LOS ANGELES (CBS Local) — Facebook has shut down a pair of artificial intelligence robots after they invented their own language.
Earlier this year, the research team at Facebook Artificial Intelligence Research built a “chatbot” that was supposed to learn how to negotiate by observing and imitating human trading and bartering practices.
But when the researchers pitted two of the AI programs, nicknamed Alice and Bob, against each other to trade, the bots began to engage in their own form of communication.
Their conversation “led to divergence from human language as the agents developed their own language for negotiating,” the researchers said.
The researchers tasked the robots with trading hats, balls and books by determining the value of each object and bartering for them with each other.
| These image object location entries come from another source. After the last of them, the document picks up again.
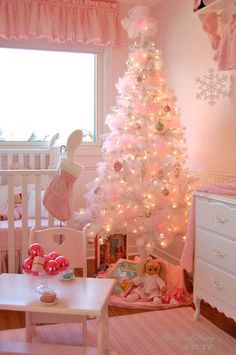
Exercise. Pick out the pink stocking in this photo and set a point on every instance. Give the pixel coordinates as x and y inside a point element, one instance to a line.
<point>57,196</point>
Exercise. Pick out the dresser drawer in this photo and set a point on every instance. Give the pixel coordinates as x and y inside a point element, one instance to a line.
<point>216,250</point>
<point>216,282</point>
<point>216,216</point>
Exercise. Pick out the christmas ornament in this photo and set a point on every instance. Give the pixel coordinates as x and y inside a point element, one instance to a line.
<point>53,255</point>
<point>148,213</point>
<point>160,174</point>
<point>159,126</point>
<point>117,166</point>
<point>165,192</point>
<point>27,265</point>
<point>52,268</point>
<point>167,108</point>
<point>139,79</point>
<point>36,249</point>
<point>63,262</point>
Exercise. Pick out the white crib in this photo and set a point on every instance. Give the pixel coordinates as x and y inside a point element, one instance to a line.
<point>35,169</point>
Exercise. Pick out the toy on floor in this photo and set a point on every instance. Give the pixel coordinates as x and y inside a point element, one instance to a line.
<point>151,285</point>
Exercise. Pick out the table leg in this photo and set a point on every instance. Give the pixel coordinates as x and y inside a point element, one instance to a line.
<point>29,327</point>
<point>197,302</point>
<point>103,331</point>
<point>84,331</point>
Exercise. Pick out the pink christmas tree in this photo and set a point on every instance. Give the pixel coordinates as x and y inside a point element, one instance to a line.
<point>143,186</point>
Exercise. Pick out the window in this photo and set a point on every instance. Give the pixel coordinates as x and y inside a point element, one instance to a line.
<point>48,90</point>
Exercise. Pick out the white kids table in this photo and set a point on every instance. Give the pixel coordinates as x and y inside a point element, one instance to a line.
<point>80,296</point>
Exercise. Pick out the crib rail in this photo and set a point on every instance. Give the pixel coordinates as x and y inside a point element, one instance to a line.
<point>31,180</point>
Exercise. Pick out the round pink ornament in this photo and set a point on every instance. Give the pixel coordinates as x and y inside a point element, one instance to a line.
<point>117,166</point>
<point>53,255</point>
<point>36,249</point>
<point>27,265</point>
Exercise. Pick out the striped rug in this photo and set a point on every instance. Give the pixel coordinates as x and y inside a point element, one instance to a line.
<point>169,332</point>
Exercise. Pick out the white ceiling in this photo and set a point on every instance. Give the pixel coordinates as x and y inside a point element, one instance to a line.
<point>140,2</point>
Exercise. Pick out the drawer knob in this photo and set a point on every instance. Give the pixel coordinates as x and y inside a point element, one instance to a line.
<point>216,284</point>
<point>220,220</point>
<point>218,252</point>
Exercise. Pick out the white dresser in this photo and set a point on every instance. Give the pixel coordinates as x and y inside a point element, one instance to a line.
<point>215,253</point>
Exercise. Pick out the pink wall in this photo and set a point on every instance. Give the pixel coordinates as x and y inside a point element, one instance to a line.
<point>187,55</point>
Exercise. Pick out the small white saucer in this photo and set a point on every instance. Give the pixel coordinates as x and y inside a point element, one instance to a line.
<point>67,278</point>
<point>50,303</point>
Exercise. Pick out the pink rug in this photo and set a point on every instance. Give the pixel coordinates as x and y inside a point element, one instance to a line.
<point>169,332</point>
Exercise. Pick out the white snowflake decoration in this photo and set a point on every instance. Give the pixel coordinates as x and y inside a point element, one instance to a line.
<point>212,86</point>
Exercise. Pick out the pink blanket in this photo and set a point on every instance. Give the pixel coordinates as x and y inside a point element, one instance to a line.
<point>223,188</point>
<point>176,293</point>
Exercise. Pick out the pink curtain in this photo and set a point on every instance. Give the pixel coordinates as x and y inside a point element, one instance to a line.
<point>86,21</point>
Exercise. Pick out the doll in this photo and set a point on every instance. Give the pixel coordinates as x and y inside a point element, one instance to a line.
<point>17,209</point>
<point>150,284</point>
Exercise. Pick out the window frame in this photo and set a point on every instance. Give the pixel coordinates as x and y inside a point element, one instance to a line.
<point>103,88</point>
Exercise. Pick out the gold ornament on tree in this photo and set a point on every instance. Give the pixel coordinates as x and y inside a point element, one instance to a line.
<point>165,191</point>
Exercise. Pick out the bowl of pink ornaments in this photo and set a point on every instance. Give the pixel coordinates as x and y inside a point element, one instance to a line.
<point>45,266</point>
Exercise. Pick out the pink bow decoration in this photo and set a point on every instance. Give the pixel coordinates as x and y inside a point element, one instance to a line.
<point>139,23</point>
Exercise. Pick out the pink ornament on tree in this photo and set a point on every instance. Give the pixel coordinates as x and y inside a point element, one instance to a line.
<point>52,268</point>
<point>117,166</point>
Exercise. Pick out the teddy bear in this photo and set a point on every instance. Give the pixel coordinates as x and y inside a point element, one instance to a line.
<point>151,284</point>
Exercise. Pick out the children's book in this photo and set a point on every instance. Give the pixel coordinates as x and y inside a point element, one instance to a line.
<point>123,271</point>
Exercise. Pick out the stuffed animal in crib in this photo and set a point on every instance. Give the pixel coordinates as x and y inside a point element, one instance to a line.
<point>151,284</point>
<point>17,209</point>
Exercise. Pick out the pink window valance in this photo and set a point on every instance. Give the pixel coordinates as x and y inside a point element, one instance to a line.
<point>86,21</point>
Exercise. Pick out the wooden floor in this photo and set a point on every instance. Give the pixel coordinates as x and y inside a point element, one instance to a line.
<point>12,320</point>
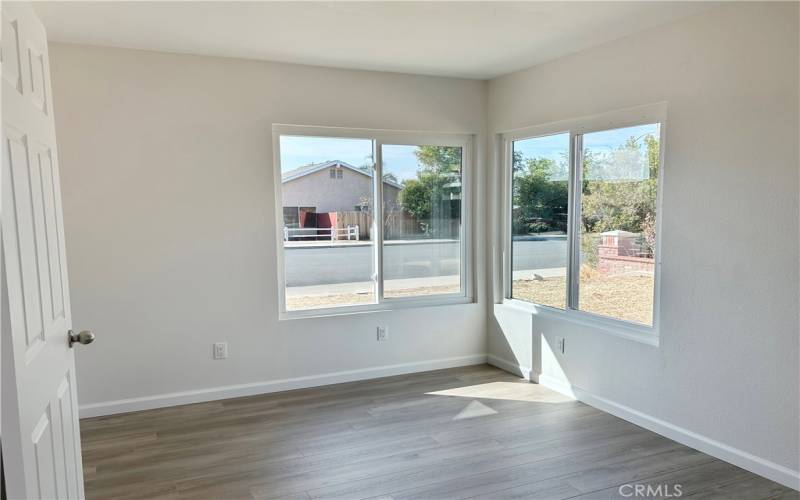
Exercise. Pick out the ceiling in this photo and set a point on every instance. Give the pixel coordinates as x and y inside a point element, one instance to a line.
<point>460,39</point>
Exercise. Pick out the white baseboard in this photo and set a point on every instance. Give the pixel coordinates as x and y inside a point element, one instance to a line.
<point>234,391</point>
<point>735,456</point>
<point>509,366</point>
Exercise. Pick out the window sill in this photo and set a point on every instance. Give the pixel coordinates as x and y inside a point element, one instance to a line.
<point>389,305</point>
<point>630,331</point>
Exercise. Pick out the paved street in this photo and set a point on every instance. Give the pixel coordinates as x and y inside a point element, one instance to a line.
<point>347,262</point>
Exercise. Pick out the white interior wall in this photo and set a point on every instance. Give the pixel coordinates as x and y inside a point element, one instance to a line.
<point>727,365</point>
<point>166,165</point>
<point>166,162</point>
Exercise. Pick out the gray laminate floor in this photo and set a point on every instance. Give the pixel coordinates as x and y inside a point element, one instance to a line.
<point>473,432</point>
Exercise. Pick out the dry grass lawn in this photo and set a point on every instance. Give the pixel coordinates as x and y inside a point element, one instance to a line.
<point>349,299</point>
<point>628,297</point>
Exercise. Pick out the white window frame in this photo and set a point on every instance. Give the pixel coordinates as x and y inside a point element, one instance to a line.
<point>379,138</point>
<point>577,128</point>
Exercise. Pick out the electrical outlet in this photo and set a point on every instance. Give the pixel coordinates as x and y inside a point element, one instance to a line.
<point>221,350</point>
<point>383,333</point>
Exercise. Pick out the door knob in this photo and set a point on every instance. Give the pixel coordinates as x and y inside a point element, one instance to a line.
<point>84,337</point>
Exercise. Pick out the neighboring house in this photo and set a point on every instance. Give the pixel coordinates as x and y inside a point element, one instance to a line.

However, since Facebook’s researchers provided no incentive for trading in English, the programs immediately created their own terms for cutting deals.
“There was no reward to sticking to English language,” Facebook researcher Dhruv Batra told FastCo. “Agents will drift off understandable language and invent codewords for themselves. Like if I say ‘the’ five times, you interpret that to mean I want five copies of this item. This isn’t so different from the way communities of humans create shorthands.”
When the bots communicated with humans, most people were not aware that they were speaking to an AI instead of an actual person, the researchers said.
After shutting down the robot conversation, Facebook said the AI project marked important progress toward “creating chatbots that can reason, converse, and negotiate, all key steps in building a personalized digital assistant.”
But the researchers also said it is impossible for humans to comprehend the AI language and translate it into English.
“It’s important to remember, there aren’t bilingual speakers of AI and human languages,” Batra said.
Last year, Microsoft was forced to shut down “Tay”, its newest artificial intelligence chatbot, after it generated a string of racist and insensitive tweets.